そして、あらゆる魔法の根幹に含まれる白源素は『物理』属性を持っていることになる。『弱い力』『強い力』といった実体のない魔法効果を現実世界に物理の存在として出現させる。故に様々な魔法図形に含まれ、その効果の根幹を為すのだ。
白源素四つで構成される【ジマズ・アルケミック・ベリー/地神創成果実】の魔法がそのものズバリ金属塊を生み出す魔法なのも納得だろう。
ここまで言えば全部説明する必要はないだろうが、緑源素は『空間』属性。黄源素は『制御』属性という理解を行っている。
それは発動される個別の魔法についての知識ではなく、その魔法を生み出す源素についての知識。
語る相手がいないので誰に話す機会もなかったのだが、この異世界で一〇日もの長き日数を過ごしてきた俺である。全くの無手からの魔法研究でも、これくらいの属性分類はできて当然だろう。
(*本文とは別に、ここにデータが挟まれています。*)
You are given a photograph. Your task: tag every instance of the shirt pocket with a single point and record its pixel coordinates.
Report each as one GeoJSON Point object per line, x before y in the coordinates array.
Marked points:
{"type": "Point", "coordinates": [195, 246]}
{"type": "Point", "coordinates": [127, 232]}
と、今は研究成果を脳内で取りまとめている場合ではなかったか。
リゼルには十分安全な距離を取らせ、俺は無造作にナイフを突き出す。
空間を袈裟懸けに切る動きに合わせ、新たな魔法発動のコマンドワードを設定する。
三つの三角形。そして、ナイフの形状。
そうだな、発動のコマンドワードは――
「トリニティ・スライド」
とかどうだろうか。
キカカカ――ッ
三連の発光が一瞬視界を奪い、その後目の前に日本円換算三〇〇円で購入したアーティファクトの魔法効果が現れた。
「おおお……」
「わ、わわわ。なにこれ――ッ」
俺とリゼルは想定外のその光景に思わずため息を漏らした。
俺の源素理論に従えば、これら白源素を含んだ二色の平面三角形が発動する魔法効果の傾向は見えてくる。
物理的な効果をもつ『弱い力』
物理的な効果をもつ『強い力』
物理的な効果をもつ『空間的な力』
源素数をみれば、氷や火や風を起こす程度の弱い魔法であることが想定される。
――だが、それら三つが合成されて発動した場合、それは思いもかけない強力な属性変異を引き起こすようだった。やはり初見の魔法図形は実際に発動させてみなければその効果はわからないものだな。